The Seeds of Heaven
Sermons on the Gospel of Mark
by Barbara Brown Taylor
Summary
Author and preacher, Barbara Brown Taylor describes preaching as:
“…building a fragile bridge of words between the ancient stories of the faith and the everyday stories of people’s lives.”
In The Seeds of Heaven, Taylor builds bridges for stories from the gospel of Matthew.
Author’s Website
The Seeds of Heaven - By Barbara Brown Taylor
Favorite Quotes
“Drop by transparent, short-lived drop, water transforms rock as no tidal wave ever could. For reasons beyond our understanding, that is how the Messiah has decided to come for now—not all at once but steadily, drop by drop, for millennia. Every time someone lives as he lived by loving as he loved, another drop falls.”
“The focus is not on us and our shortfalls but on the generosity of our maker, the prolific sower who does not obsess about the conditions of the fields, who is not stingy with the seed by who casts it everywhere, on good soil and bad, who is not cautious or judgmental or even very practical, but who seems willing to keep reaching into his seed bag for all eternity, covering the whole creation with the fertile seed of his truth.”
“I wonder if they did not look at that small basket of food going around and feel the food hidden in their own pockets begin to burn holes in them.

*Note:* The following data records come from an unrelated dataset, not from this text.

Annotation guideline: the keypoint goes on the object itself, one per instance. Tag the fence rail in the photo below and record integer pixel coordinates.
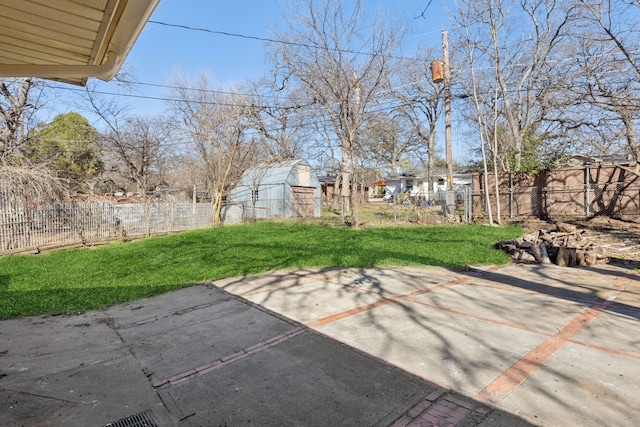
(81, 222)
(615, 199)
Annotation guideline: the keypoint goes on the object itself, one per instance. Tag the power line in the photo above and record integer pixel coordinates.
(270, 40)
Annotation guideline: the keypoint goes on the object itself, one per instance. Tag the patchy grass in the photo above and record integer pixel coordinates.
(82, 279)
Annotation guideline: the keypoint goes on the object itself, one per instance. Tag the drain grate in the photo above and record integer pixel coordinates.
(143, 419)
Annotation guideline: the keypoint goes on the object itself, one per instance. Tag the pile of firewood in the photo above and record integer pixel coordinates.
(564, 246)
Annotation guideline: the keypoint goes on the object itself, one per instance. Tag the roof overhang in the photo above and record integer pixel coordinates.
(69, 40)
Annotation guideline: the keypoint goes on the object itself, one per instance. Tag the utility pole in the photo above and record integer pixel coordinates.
(447, 122)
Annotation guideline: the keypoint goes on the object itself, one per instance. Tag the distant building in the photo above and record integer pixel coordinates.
(288, 189)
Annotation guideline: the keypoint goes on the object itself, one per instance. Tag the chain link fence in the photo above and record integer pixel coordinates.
(67, 223)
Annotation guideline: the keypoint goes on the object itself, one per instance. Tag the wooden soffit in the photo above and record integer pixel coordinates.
(69, 40)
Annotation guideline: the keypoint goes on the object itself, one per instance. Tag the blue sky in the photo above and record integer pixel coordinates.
(161, 50)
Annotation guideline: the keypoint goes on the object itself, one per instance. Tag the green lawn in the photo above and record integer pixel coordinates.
(82, 279)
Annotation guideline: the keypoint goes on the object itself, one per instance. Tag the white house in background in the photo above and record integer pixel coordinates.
(288, 189)
(418, 186)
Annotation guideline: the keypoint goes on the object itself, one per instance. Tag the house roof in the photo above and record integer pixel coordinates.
(69, 40)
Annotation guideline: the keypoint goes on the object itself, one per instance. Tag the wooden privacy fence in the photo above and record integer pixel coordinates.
(566, 193)
(67, 223)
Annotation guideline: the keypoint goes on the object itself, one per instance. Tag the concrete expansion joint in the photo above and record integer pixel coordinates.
(441, 408)
(228, 359)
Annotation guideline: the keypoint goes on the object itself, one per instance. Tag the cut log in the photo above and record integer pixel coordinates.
(540, 253)
(590, 258)
(566, 257)
(566, 228)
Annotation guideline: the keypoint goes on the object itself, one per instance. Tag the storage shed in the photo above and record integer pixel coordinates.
(288, 189)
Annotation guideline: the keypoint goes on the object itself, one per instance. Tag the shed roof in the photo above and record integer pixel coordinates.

Because you know they had some…You know some of them had tucked a little something away before heading off on foot to a lonely place apart. Wouldn’t you have done the same?”

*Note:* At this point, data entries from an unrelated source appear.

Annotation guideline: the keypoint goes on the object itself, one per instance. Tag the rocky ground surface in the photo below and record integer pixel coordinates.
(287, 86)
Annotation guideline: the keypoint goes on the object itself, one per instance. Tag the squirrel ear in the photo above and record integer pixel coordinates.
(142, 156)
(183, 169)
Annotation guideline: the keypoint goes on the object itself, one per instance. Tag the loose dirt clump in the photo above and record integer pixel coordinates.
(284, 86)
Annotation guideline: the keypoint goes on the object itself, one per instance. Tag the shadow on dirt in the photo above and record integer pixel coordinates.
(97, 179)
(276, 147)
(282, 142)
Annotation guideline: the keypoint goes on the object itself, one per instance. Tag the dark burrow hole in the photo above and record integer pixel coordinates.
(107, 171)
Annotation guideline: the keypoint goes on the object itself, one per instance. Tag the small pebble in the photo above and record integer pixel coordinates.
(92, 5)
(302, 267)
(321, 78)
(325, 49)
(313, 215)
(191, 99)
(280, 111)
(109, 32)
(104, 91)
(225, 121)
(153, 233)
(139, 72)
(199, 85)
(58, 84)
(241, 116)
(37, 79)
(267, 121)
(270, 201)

“If Peter is the rock upon which the church is built, then there is hope for all of us, because he is one of us, because he remains God’s chosen rock whether he is acting like a cornerstone or a stumbling block, and because he shows us that blessedness is less about perfectness than about willingness—that what counts is to risk our own answers, to go ahead and try, to get up one more time than we fall.”

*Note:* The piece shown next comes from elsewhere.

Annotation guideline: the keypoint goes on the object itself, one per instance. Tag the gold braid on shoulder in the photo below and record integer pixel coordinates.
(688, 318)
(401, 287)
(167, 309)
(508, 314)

“God is not fair; God is generous, and when we begrudge that generosity it is only because we have forgotten where we stand. On any given day of our lives, when the sun goes down and a cool breeze stirs the dusk, when the work is done and the steward heads toward the end of the line to hand out the palm, there is a very good chance that the cheers and back slapping, the laughter and gratitude with which he is greeted will turn out to be our own.”